The seasonal shift from summer to autumn is always* accompanied by the changing of the supergiants.   Antares will soon set into dusk while Betelgeuse ascends into greater prominence.     By early winter, Betelgeuse and its host constellation, Orion, will dominate the evening sky while Scorpius slowly claws its way out of dawn's early light.  By February, the scorpion will return to full visibility, albeit briefly in the pre-dawn.  In mid May, Betelegeuse will vanish in the dusk and Antares will rise in the mid evening, only to become prominent in the south by June, when Betelgeuse is hidden behind the Sun.  

When Betelgeuse is visible in our sky, Antares is not and vice versa.    Mythologically, Scorpius the Scorpion was said to have killed Orion after he openly boasted about his hunting prowess.  Both Orion and Scorpius were honored with prominent places in the firmament, but were set in opposite regions so as never to battle again.    

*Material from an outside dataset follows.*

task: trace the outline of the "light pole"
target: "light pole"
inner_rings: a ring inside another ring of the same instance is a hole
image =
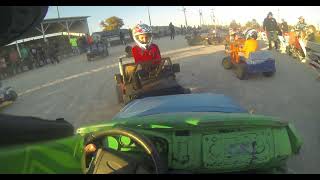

Astronomical autumn begins soon in the Northern Hemisphere:  on September 23, to be precise.   As we approach Autumn, Antares approaches the setting Sun and Betelgeuse rises earlier each morning.    Another seasonal cycle continues with the changing of the supergiants.



*Yes, it will not ALWAYS be this way.   Earth's precessional wobbling will shift the star positions through a 26,000 cycle so that Scorpius will eventually be a prominent winter star while Orion looms high in the summer.  However, these shifting is so gradual that it won't affect the night skies of our life time.